Luca Toni auf die Bank, damit Poldi sich reinrotieren kann? Nebbich. Ribéry als Zuschauer? Der neue Kaiser Franck? Damit der Schweini dort rumrotieren kann? Geht nicht. Europäische Superstars rotieren nicht (auf der Bank). Sind auch gut auf dem Feld, aber das gibt noch keine europäische Spitzenmannschaft. Nicht mal, wenn man zwölf davon hat (siehe Chelsea - diese Spieler könnte allerdings nicht mal Bayern bezahlen). Und dann sowas: Unentschieden gegen englisches Mittelmaß, Bolton (oder wie die heißen). Geht nicht: Rummenigge degradiert Hitzfeld zum Mathematiklehrer. Der versteht - und meldet sich ab zum nächstmöglichen Termin. (Seine Jungstars flüchteten sich in Verletzungen - Gesicht wahren durch Maladen.)

Was nun? Klinsis halbes WM-Team steht schon bei uns auf dem Feld. Dazu ein paar Hochkaräter, die sich aber gegenseitig auf den Füßen stehen. Jansen lässt im kicker durchblicken, dass Ribéry ihm die Räume nimmt. Er ist ein stürmender Verteidiger, ein Super-Linksaußen. Auch für Schweini ist da kein rechter Platz auf der linken Seite. Für Poldi sowieso nicht; mit Toni und Klose vorne drin. Was tun, eh der abhaut und die Konkurrenz stärkt? Fragen wir also doch mal den Sommermärchenmann, der mit denen da so erfolgreich war, logisch. Auch wenn wir uns monatelang über »den Angeber aus Kalifornien« lustig gemacht haben. (War ja schließlich auch mal Bayer und Weltmeister unter Kaiser Franz.) Nichts ist erfolgreicher als der Erfolg. Und: Was schert uns unser (dummes) Gelächter von gestern? Das ist das Beste an Hoeneß, Beckenbauer & Co. - und das Verlässlichste: Prinzipien haben sie keine. Außer, genau, den Erfolg. Also: Her mit dem einzig Erreichbaren (wo Mourinho, Wenger, Benitez etc. unerreichbar sind und bleiben; und der Schuster fürs Erste durch die Lappen ist. Und sich bei Real auch noch gut macht - schöne Scheiße!). Ein weiterer italienischer Reinfall empfiehlt sich auch nicht gerade.

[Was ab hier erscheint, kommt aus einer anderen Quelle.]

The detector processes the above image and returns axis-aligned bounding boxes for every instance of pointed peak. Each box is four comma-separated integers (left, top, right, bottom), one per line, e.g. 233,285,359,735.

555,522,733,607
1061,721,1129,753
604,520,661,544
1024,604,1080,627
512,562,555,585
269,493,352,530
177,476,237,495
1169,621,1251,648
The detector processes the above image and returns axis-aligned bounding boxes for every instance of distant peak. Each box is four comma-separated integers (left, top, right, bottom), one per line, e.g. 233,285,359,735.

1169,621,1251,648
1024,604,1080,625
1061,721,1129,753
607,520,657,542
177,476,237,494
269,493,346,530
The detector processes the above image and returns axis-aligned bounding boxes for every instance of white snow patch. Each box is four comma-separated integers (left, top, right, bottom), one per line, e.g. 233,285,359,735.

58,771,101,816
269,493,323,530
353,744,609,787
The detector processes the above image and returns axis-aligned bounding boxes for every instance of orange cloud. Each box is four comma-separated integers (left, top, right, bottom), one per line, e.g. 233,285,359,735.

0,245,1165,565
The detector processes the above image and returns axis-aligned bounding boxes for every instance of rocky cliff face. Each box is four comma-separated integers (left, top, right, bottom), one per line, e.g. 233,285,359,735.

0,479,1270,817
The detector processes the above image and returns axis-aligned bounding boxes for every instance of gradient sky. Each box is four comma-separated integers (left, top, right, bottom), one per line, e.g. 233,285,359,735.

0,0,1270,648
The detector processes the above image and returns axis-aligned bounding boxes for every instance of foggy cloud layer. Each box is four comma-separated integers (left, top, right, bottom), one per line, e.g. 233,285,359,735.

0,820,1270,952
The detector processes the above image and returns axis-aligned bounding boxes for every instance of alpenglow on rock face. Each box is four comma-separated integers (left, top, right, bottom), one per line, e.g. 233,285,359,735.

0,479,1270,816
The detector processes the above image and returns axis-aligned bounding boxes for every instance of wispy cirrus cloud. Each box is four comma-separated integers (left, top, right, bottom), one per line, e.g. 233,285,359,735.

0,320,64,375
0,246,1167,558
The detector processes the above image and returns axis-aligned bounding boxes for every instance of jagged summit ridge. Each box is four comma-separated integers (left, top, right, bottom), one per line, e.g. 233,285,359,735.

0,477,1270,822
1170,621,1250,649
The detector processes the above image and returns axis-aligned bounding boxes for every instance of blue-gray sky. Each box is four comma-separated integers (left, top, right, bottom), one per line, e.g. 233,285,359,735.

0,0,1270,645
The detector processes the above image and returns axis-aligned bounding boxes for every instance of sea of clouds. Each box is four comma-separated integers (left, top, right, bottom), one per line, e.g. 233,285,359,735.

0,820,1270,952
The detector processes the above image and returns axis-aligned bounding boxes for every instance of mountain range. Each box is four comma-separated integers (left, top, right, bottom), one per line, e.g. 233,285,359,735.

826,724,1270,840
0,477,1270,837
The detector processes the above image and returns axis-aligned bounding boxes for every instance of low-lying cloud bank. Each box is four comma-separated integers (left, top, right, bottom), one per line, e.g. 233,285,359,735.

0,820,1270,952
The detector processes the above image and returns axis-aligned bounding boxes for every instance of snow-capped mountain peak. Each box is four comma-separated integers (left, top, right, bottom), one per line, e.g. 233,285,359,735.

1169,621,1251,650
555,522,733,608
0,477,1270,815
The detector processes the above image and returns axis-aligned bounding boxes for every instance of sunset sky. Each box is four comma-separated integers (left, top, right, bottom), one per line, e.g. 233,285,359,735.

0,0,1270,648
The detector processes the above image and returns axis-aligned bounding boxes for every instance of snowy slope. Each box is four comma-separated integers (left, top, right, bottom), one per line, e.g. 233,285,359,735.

Und, ansteckend: kaum ist die Meldung mit Klinsmann durch, schweift auch schon der eigene Blick. Wen haben wir denn noch aus Klinsis Sommertraumtruppe. Da ist als erster: der Lehmann-Jens. Klinsis große Geheimwaffe gegen das ungeliebte Strafraummonster Olli Kahn. Der ist doch frei, kann gehen bei Arsenal - und lehnt Dortmund ab. Und schon sagt jemand im Autoradio, was mir gerade durch den Kopf geht: Lehmann nach München! Als Witz - ist aber exakt mit Hoeneß Kopf kombiniert. Der Clou danach im Teletext: Borowski, Klinsis Edeljoker und abtrünniger Werderaner, unterschreibt bei den Bayern. Da wären es, zieht man die Option Lehmann, schon sieben. Lehmann in Kahns höchst persönlichem Kasten: Das wär doch wirklich was. Ausgebuht in München bei der WM; nun glänzend gefeiert genau da: Der Stoff, aus dem die Herrn den Fußball gern möchten.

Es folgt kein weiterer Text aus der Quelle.